The Code: A Guide to Health and Human Performance

51. Tolos Bare Footwear | Evan Ritt

The Code: A Guide to Health and Human Performance with Evan Ritt 2023-01-17

Summary

Former college hockey player Evan Ritt joins Dr. Andrew Fix to discuss his journey from competitive athletics to founding Tolos, a barefoot shoe company focused on bridging the gap between performance and aesthetics. Ritt's body broke down during his playing career, and discovering barefoot shoes became a key part of his recovery. The conversation explores the history of elevated-heel shoes (originating from horse riding stirrups), why conventional footwear restricts natural foot movement, and how the aesthetics barrier prevents wider adoption of minimalist shoes. Both host and guest discuss how once you adapt to barefoot-style shoes, going back to conventional footwear feels claustrophobic and uncomfortable. Ritt emphasizes that the goal isn't just selling shoes but getting people to spend as much time barefoot as possible.

Key Points

  • Barefoot shoe features: wide anatomical toe box, zero heel drop, thin flexible sole
  • The aesthetic barrier is one of the biggest obstacles to barefoot shoe adoption
  • Elevated heels in shoes originated from horse riding stirrup design, not foot health
  • After adapting to barefoot shoes, conventional footwear feels claustrophobic and restrictive
  • Foot strength follows use-it-or-lose-it principle -- shoes that restrict movement weaken feet
  • Podiatric issues are rare in populations that don't wear structured modern shoes
  • The ultimate goal is spending more time actually barefoot, with shoes only for protection

Key Moments

Key features that define a barefoot shoe

Evan breaks down the three essential features of a barefoot shoe and why each matters for natural foot function.

"What makes a barefoot shoe is the wide toe box that's anatomically correct where the big toe is the highest point of the shoe where most non-barefoot shoes come to a point in the middle. It's flat, zero drop. And then lastly, it's thin and flexible, so it moves anatomically."

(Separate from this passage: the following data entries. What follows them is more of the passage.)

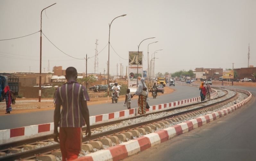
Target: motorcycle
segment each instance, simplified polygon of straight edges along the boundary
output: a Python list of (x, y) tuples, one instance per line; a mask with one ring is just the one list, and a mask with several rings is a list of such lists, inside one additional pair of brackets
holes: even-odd
[(117, 97), (117, 92), (118, 91), (113, 91), (113, 92), (112, 93), (112, 103), (114, 103), (114, 101), (115, 102), (115, 103), (117, 103), (118, 101), (118, 97)]
[(153, 96), (153, 98), (156, 98), (157, 97), (157, 89), (155, 88), (152, 88), (152, 95)]

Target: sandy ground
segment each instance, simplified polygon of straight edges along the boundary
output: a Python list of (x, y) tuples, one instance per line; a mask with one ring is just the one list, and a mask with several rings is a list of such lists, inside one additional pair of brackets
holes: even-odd
[[(163, 94), (166, 94), (173, 92), (174, 90), (169, 87), (165, 87), (165, 93), (158, 93), (158, 96)], [(112, 102), (111, 97), (108, 100), (107, 97), (103, 97), (102, 96), (106, 95), (106, 93), (94, 93), (92, 91), (89, 91), (88, 93), (90, 96), (90, 101), (87, 101), (87, 105), (90, 106), (91, 105), (101, 104), (108, 102)], [(119, 101), (124, 101), (125, 96), (119, 96)], [(134, 98), (138, 98), (138, 96), (134, 96)], [(54, 109), (54, 105), (53, 103), (52, 98), (43, 98), (41, 100), (40, 103), (40, 108), (38, 109), (39, 103), (38, 99), (35, 98), (17, 98), (16, 99), (16, 103), (12, 105), (13, 111), (11, 112), (10, 114), (5, 114), (6, 107), (5, 101), (0, 102), (0, 116), (12, 115), (15, 114), (30, 112), (39, 111), (45, 110), (49, 110)]]

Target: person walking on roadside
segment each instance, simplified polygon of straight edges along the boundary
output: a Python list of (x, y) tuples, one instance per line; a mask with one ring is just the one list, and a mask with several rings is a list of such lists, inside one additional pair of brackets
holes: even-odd
[(211, 92), (212, 92), (211, 86), (209, 84), (207, 84), (206, 85), (206, 99), (208, 100), (211, 99)]
[(81, 146), (81, 127), (85, 124), (86, 134), (91, 135), (87, 102), (90, 98), (86, 89), (76, 82), (77, 72), (74, 68), (67, 68), (65, 77), (67, 82), (58, 88), (54, 101), (56, 104), (54, 139), (60, 142), (63, 161), (77, 158)]
[(205, 95), (206, 94), (206, 89), (204, 86), (203, 82), (201, 82), (201, 85), (199, 87), (199, 90), (201, 90), (200, 92), (200, 96), (201, 98), (201, 101), (202, 101), (205, 99)]
[(147, 101), (149, 100), (149, 92), (148, 88), (145, 82), (144, 78), (141, 78), (140, 85), (137, 88), (137, 90), (133, 94), (139, 96), (139, 99), (138, 100), (138, 113), (140, 115), (145, 114), (146, 115), (146, 106), (147, 104)]
[(130, 89), (129, 88), (127, 89), (126, 91), (126, 94), (125, 94), (125, 100), (124, 101), (124, 106), (126, 104), (127, 109), (131, 109), (131, 102), (132, 102), (131, 98), (132, 96), (130, 93)]
[(6, 85), (4, 89), (5, 96), (4, 99), (5, 99), (6, 103), (6, 109), (5, 114), (9, 114), (10, 111), (12, 111), (11, 103), (12, 103), (12, 98), (11, 98), (11, 90), (9, 85)]

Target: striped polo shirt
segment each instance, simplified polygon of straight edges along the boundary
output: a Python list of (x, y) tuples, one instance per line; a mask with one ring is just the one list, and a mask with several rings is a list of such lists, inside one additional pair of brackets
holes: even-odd
[(80, 127), (84, 125), (82, 101), (90, 100), (85, 87), (75, 81), (69, 81), (58, 87), (54, 103), (62, 106), (59, 126)]

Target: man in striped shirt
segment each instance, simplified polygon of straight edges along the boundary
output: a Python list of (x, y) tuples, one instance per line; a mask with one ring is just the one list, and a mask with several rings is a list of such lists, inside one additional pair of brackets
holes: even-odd
[(81, 150), (81, 127), (85, 123), (86, 134), (88, 133), (88, 137), (91, 135), (86, 102), (90, 99), (86, 89), (76, 82), (77, 72), (74, 68), (67, 68), (65, 76), (67, 82), (58, 88), (54, 101), (56, 104), (54, 139), (57, 142), (59, 142), (58, 137), (59, 139), (63, 161), (77, 158)]

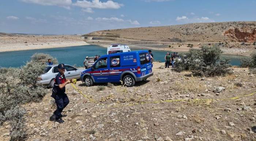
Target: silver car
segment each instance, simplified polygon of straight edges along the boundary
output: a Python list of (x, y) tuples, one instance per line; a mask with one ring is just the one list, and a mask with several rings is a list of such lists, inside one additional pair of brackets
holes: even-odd
[[(67, 79), (79, 79), (81, 73), (84, 70), (84, 69), (78, 69), (68, 65), (65, 65), (65, 71), (64, 74)], [(59, 73), (58, 65), (48, 65), (45, 72), (38, 77), (37, 82), (53, 88), (55, 83), (54, 79)]]

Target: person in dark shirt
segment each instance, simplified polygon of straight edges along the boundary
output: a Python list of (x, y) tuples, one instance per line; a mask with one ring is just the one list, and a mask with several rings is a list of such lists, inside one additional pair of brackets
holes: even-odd
[(55, 118), (50, 118), (50, 120), (54, 120), (59, 122), (62, 123), (64, 121), (61, 118), (63, 116), (61, 112), (63, 109), (68, 104), (69, 101), (67, 94), (65, 93), (65, 87), (67, 84), (70, 83), (71, 81), (66, 79), (64, 73), (65, 72), (65, 65), (60, 64), (58, 65), (59, 71), (60, 72), (56, 76), (54, 81), (55, 85), (53, 89), (52, 97), (55, 100), (57, 105), (57, 109), (53, 112)]
[(165, 68), (166, 68), (166, 67), (169, 68), (169, 66), (170, 65), (170, 61), (171, 58), (171, 56), (170, 56), (170, 53), (167, 53), (167, 55), (166, 55), (166, 60), (165, 63)]
[(153, 58), (154, 58), (154, 55), (153, 53), (152, 53), (152, 51), (150, 49), (148, 50), (148, 53), (149, 53), (149, 55), (151, 55), (151, 56), (152, 56)]
[(46, 64), (47, 65), (52, 65), (53, 63), (52, 62), (52, 60), (51, 59), (48, 59), (48, 62)]
[(174, 60), (175, 58), (175, 55), (174, 54), (172, 55), (172, 56), (171, 57), (171, 60), (172, 61), (172, 67), (173, 68), (173, 64), (174, 63)]

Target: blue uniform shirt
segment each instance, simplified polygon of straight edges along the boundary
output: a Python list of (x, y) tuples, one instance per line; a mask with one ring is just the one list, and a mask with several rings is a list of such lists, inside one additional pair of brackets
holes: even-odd
[(66, 78), (65, 77), (64, 74), (62, 75), (60, 73), (59, 73), (55, 77), (54, 80), (55, 81), (55, 84), (54, 85), (54, 87), (57, 90), (57, 94), (61, 94), (65, 93), (66, 89), (64, 86), (62, 89), (60, 89), (59, 86), (59, 84), (64, 83), (66, 82)]

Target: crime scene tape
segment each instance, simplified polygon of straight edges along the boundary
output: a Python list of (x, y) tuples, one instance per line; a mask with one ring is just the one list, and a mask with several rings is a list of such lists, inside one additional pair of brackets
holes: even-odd
[(83, 96), (85, 98), (87, 98), (87, 99), (89, 99), (89, 100), (90, 100), (91, 102), (94, 102), (94, 103), (95, 103), (95, 102), (96, 102), (96, 101), (95, 100), (93, 100), (93, 99), (90, 98), (90, 97), (89, 97), (87, 95), (86, 95), (86, 94), (84, 94), (83, 93), (83, 92), (82, 92), (81, 91), (81, 90), (80, 90), (79, 89), (78, 89), (77, 88), (76, 88), (76, 87), (75, 86), (75, 85), (74, 85), (74, 84), (73, 83), (71, 83), (71, 85), (72, 86), (73, 86), (73, 87), (74, 88), (74, 89), (75, 89), (76, 90), (77, 90), (77, 91), (78, 92), (79, 92), (81, 95), (82, 95), (82, 96)]
[[(76, 90), (77, 90), (79, 93), (83, 96), (86, 98), (88, 98), (92, 102), (94, 103), (97, 102), (97, 101), (94, 100), (93, 99), (88, 97), (86, 94), (84, 94), (83, 92), (80, 90), (78, 88), (76, 88), (73, 83), (71, 84), (71, 85)], [(236, 96), (234, 97), (230, 97), (227, 98), (220, 98), (220, 99), (178, 99), (178, 100), (160, 100), (160, 101), (149, 101), (149, 102), (135, 102), (133, 103), (130, 103), (128, 104), (127, 105), (121, 105), (120, 104), (117, 104), (116, 105), (109, 105), (108, 106), (108, 107), (113, 106), (113, 107), (118, 107), (118, 106), (131, 106), (135, 105), (142, 105), (148, 104), (158, 104), (160, 103), (164, 103), (164, 102), (178, 102), (178, 101), (223, 101), (223, 100), (234, 100), (242, 97), (246, 97), (248, 96), (252, 96), (253, 94), (256, 93), (256, 92), (250, 93), (249, 94), (248, 94), (245, 95), (244, 96)]]

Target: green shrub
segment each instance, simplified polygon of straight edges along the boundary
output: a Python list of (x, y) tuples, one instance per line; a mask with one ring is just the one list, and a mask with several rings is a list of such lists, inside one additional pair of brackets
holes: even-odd
[(178, 72), (191, 70), (194, 76), (213, 76), (230, 73), (230, 60), (222, 60), (222, 52), (215, 46), (202, 46), (201, 49), (191, 49), (187, 53), (180, 54), (181, 60), (176, 60), (173, 70)]
[(112, 88), (114, 87), (114, 84), (110, 83), (108, 83), (108, 88)]
[(102, 90), (103, 90), (105, 89), (105, 87), (103, 86), (99, 86), (97, 87), (97, 91), (101, 91)]
[[(11, 124), (11, 141), (24, 140), (26, 135), (23, 117), (26, 111), (20, 106), (39, 102), (47, 93), (36, 83), (46, 66), (43, 57), (37, 55), (21, 68), (0, 69), (0, 125), (5, 121)], [(42, 53), (39, 56), (51, 57)]]

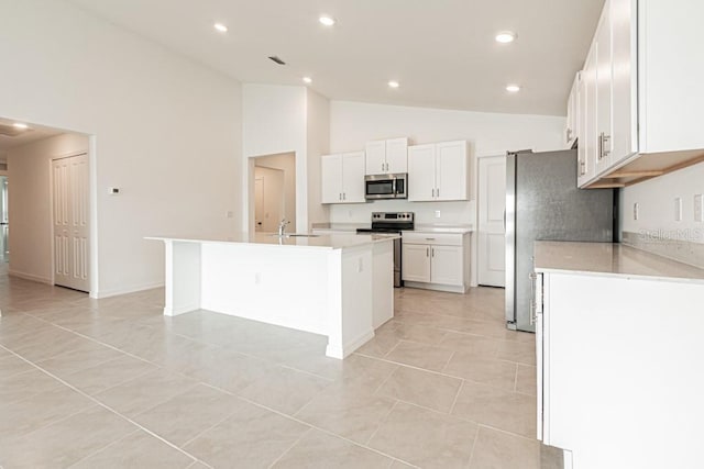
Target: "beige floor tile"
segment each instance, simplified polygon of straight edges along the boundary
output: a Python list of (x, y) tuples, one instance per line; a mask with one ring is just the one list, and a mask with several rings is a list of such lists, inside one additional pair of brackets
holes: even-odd
[(4, 354), (0, 355), (0, 376), (9, 378), (12, 375), (26, 372), (34, 369), (32, 365), (28, 364), (23, 359), (15, 357), (9, 351), (0, 349), (0, 354), (2, 351), (4, 351)]
[(132, 433), (72, 466), (72, 469), (177, 469), (194, 459), (143, 431)]
[(65, 386), (0, 405), (0, 439), (25, 435), (94, 405), (90, 399)]
[(61, 382), (37, 369), (12, 376), (0, 375), (0, 405), (11, 404), (62, 387)]
[(524, 394), (536, 395), (538, 392), (536, 388), (536, 367), (528, 365), (517, 365), (517, 367), (516, 391), (522, 392)]
[(465, 381), (452, 414), (528, 438), (536, 437), (536, 398)]
[(483, 355), (457, 353), (442, 372), (508, 391), (513, 391), (516, 384), (516, 364)]
[(432, 345), (402, 342), (386, 355), (386, 359), (431, 371), (440, 371), (450, 360), (453, 351)]
[(388, 468), (392, 459), (316, 429), (307, 433), (273, 468)]
[(306, 404), (296, 417), (364, 444), (394, 406), (393, 399), (336, 383)]
[(216, 468), (266, 468), (310, 428), (241, 400), (230, 409), (230, 417), (184, 449)]
[(238, 405), (235, 397), (198, 384), (133, 420), (174, 445), (183, 445), (227, 418)]
[(540, 443), (481, 426), (470, 469), (541, 469)]
[(173, 371), (156, 369), (95, 395), (127, 416), (134, 416), (176, 395), (188, 392), (198, 381)]
[[(535, 338), (535, 336), (534, 336)], [(536, 365), (536, 344), (532, 342), (504, 340), (498, 346), (497, 358), (524, 365)]]
[(288, 415), (294, 415), (305, 404), (331, 383), (330, 380), (290, 368), (275, 367), (244, 388), (239, 395)]
[(453, 351), (495, 357), (499, 344), (501, 342), (497, 339), (487, 338), (481, 335), (448, 332), (446, 337), (438, 345)]
[(461, 384), (461, 379), (415, 368), (399, 367), (382, 384), (377, 394), (439, 412), (450, 412)]
[(0, 465), (65, 468), (134, 429), (128, 421), (96, 405), (29, 435), (0, 440)]
[(400, 402), (369, 446), (422, 468), (464, 468), (476, 428), (474, 423)]
[(85, 342), (73, 350), (37, 361), (37, 366), (52, 375), (65, 377), (125, 355), (95, 342)]
[(157, 369), (154, 365), (130, 356), (122, 356), (62, 377), (87, 394), (95, 395), (139, 376)]

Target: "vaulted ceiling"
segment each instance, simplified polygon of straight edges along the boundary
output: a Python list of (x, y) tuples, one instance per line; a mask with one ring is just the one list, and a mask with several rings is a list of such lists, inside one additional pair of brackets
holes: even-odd
[[(604, 0), (69, 0), (243, 82), (334, 100), (564, 115)], [(321, 14), (337, 20), (332, 27)], [(216, 22), (227, 33), (213, 29)], [(499, 31), (517, 33), (498, 44)], [(276, 55), (287, 65), (267, 57)], [(391, 89), (389, 80), (400, 87)], [(521, 87), (508, 93), (507, 83)]]

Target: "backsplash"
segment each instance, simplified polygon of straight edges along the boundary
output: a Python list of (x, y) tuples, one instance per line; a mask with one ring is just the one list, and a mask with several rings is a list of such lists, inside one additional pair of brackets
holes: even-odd
[(704, 244), (686, 239), (684, 232), (623, 232), (622, 243), (628, 246), (704, 269)]
[[(436, 212), (440, 216), (436, 216)], [(331, 223), (369, 223), (372, 212), (414, 212), (416, 223), (457, 224), (475, 223), (475, 201), (459, 202), (408, 202), (405, 200), (375, 200), (367, 203), (330, 205)]]

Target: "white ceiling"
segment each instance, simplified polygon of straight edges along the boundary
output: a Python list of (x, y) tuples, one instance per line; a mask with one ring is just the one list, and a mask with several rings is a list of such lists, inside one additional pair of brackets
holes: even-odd
[[(13, 122), (14, 121), (0, 118), (0, 124), (12, 125)], [(0, 134), (0, 161), (4, 160), (3, 154), (11, 148), (26, 145), (33, 142), (38, 142), (54, 135), (61, 135), (63, 133), (63, 131), (30, 124), (30, 129), (16, 136), (11, 137)]]
[[(69, 0), (243, 82), (334, 100), (564, 115), (604, 0)], [(318, 23), (328, 13), (332, 27)], [(229, 26), (227, 34), (215, 22)], [(497, 44), (498, 31), (518, 40)], [(288, 65), (278, 66), (267, 56)], [(392, 90), (395, 79), (400, 88)], [(517, 94), (506, 83), (522, 87)]]

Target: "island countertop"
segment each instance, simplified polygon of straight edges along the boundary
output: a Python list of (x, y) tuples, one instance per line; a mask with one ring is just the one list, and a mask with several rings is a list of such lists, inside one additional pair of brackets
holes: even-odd
[(535, 269), (704, 283), (704, 269), (614, 243), (538, 241)]
[(310, 235), (288, 233), (279, 237), (275, 233), (238, 233), (231, 236), (147, 236), (146, 239), (174, 241), (180, 243), (206, 244), (251, 244), (264, 246), (309, 247), (319, 249), (344, 249), (366, 244), (382, 243), (400, 237), (393, 233), (356, 234), (326, 234)]

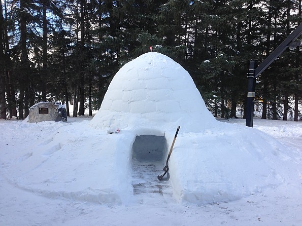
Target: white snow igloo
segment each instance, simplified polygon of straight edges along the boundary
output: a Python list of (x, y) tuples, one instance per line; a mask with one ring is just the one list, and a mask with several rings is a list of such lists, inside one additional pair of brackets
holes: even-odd
[(90, 125), (163, 135), (178, 126), (182, 132), (199, 132), (215, 121), (189, 73), (167, 56), (151, 52), (118, 71)]

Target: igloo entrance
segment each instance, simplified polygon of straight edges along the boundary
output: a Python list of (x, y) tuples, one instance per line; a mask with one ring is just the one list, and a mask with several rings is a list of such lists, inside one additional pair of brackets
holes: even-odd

Conventional shoes feel claustrophobic after barefoot adaptation

Dr. Fix describes how after years of wearing minimalist shoes, putting on old cleats and dress shoes now feels unbearably narrow and restrictive.

"At the time, when I bought them, they didn't feel too narrow, but my gosh, they feel so narrow and uncomfortable now because I've been wearing these types of shoes basically exclusively for the past handful of years. So I'm totally on board with the message that you're sharing and the information that you've got here. So I just commend you for bringing another option for people into the market, trying to mesh that"

Aesthetics as the biggest barrier to barefoot shoe adoption

People understand the functional benefits of barefoot shoes but resist switching because they don't like how most options look compared to mainstream brands.

"One of the barriers that I encounter when I'm trying to encourage clients of mine or friends or family to start to move more towards this style of footwear is I feel like they understand the function and the rationale. However, they don't like the way that a lot of them look."